Tweaking The Standard Set
“People are looking at these pictures and going Yuk.” The Passer says as she shows me one of the Profile Shots I have been shooting.
“It’s not the best, but it’s not that bad.” I say.
“No one’s buying them.”
There are five main components to Assembly Line Portraits-on the front line are The PreSeller who books the Shoots, the Photographer who takes the portraits, and the Passers who sell them. At the Home Office is Management and The Lab. The interesting bit is that each of us believes that we are the most important component of an Assembly Line Portraits operation.
From time to time someone has a Bright Idea. These are seldom good, though they sometimes do work towards a short term goal. Most of our ideas are for ways to improving one of the other four groups-and sometimes, if we are feeling ambitious-how to improve all four of the other groups. For some reason most of us want everything we are doing to remain exactly the same for all time.
As a Photographer, I am always on the lookout for poses that are both easy to setup and that people will buy. Thus is the Standard Set born. One shot at a time, tested throughout a month or so, at as many different Shoots as I happen to be working. Working against me in this endeavor are all the other parts of the Company. No one likes change. But at the same time, the Standard Set is like Woody Allens’s Shark, it has to keep moving to survive.
Management wants the Photographers to do new and exciting shots-that they have hand picked for us to do. The Passers like to see new images-if they are instant successes and everyone buys them. The Lab wants the the new image to conform to the rules and guidelines set down for all portraits to be processed-they don’t want to have to touch a single dail-and if I am shooting at F8 while everyone else is shooting at F13, they have to slow down and look at my images before zipping them through the run. When the Subjects get these new portraits, they may have already forgotten that they liked them, or someone else may complain that they didn’t like something similar. So then the PreSeller is mad because his Shoot is filled with unhappy Subjects.

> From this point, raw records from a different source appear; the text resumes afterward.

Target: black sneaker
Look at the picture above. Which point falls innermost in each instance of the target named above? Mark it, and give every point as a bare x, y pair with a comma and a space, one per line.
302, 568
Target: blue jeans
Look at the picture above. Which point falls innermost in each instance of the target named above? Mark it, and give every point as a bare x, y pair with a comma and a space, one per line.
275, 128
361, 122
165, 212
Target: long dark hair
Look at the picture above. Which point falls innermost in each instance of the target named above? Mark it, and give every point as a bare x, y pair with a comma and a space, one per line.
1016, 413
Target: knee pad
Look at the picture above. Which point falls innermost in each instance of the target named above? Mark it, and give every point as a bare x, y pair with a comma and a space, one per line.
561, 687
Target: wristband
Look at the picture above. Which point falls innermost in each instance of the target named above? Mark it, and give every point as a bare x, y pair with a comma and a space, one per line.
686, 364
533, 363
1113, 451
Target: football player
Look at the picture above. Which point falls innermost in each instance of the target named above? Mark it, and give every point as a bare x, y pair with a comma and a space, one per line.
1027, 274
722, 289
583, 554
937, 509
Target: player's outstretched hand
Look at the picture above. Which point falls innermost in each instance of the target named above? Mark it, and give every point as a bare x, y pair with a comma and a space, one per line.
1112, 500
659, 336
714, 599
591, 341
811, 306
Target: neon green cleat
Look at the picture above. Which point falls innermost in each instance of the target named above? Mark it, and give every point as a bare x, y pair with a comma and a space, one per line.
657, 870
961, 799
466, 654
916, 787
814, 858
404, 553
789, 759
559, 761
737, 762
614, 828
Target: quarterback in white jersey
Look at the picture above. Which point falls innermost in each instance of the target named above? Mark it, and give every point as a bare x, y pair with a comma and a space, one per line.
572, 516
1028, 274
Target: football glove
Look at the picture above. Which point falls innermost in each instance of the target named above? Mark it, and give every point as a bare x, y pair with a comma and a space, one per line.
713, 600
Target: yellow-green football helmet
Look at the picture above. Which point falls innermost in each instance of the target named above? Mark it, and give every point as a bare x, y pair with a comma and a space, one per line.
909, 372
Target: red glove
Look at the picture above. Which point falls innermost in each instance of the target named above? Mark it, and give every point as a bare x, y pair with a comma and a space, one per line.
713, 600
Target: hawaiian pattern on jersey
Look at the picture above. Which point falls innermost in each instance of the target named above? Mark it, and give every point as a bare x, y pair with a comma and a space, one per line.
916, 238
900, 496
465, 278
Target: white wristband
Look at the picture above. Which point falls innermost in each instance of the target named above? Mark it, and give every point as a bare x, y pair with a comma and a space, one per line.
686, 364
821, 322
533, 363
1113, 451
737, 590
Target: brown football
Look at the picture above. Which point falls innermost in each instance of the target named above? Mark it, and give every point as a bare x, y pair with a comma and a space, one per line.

For the most part, I only have to deal with the Passers-and the occasional nasty note from The Lab telling me to knock it off.
While there are hundreds of portraits poses, they all fall into a handful of similar categories. The Photographer can made dozens of subtle changes to a side by side couple shot, but they will all look close enough to the same pose that the Passer and Subjects may not even notice that the heads are closer here, the shoulders are turned there, or the lights have been moved to create that shadow on the face. So I have to go for the Big Change before anyone even notices that I have done anything different.
For a while I shot a lot of Silhouettes-this is kind of a gimmicky portrait, the only place it shows up all the time is in Wedding Photography. But it is an easy shot to setup and when done correctly, it can be a stunning image. Of course, like all other shots, you have to look at the Subjects and decide whether or not it will work for the people in front of you. Not everyone looks good standing face to face. So I tried and then dropped, for the most part, the Silhouette shot.
A while back I bought a copy of Monte Zucker’s Portrait Photography Handbook, a great book with a lot of information in it. One of the shots that Monte loved was the Profile shot, the book is liberally peppered with profile images. He goes into some detail on how to shot a profile shot and how to shot his own brand of couple of profiles, with one of person in profile while the second leans out and looks lovingly at the first.
I also watched the Kelby Training video by Jack Reznicki called One Light Lighting, in which both the single and double profile shot is demonstrated with a large softbox. Jack loves taking five or six shots, just to make sure he got the best one that he could. I liked seeing someone take the portraits better than just reading about them. I also liked seeing someone change things as he went along, whereas so many of the books make it look as if every snap is a masterpiece.
Over the past few weeks I have been taking Profile Shots on every sitting where the Subjects are willing to give it a shot. Most of these shots have been good, a few very good, and one or two not so good. By far the biggest problem I have had has not been with the Subjects, who tend to dislike just about everything on general principal, but the occasional Passer, who tends to hate anything that they haven’t seen a million times before. A few of them have sold and they are very dramatic images, so I am thinking of making them a permanent part of the Standard Set.
I am also found of using a white muslin background and doing belly poses with children and the occasional full length shot. White backgrounds are popular with product shots as well as portraits. But doing a full length shot means pulling the muslin out of it’s bag and having people stand on it-which means you will have to wash it from time to time. And not everyone likes the white background-and the Passers don’t know what to do with a High Key shot anyway. Most of them start off by adding a black vignette. I still like to shoot them anyway.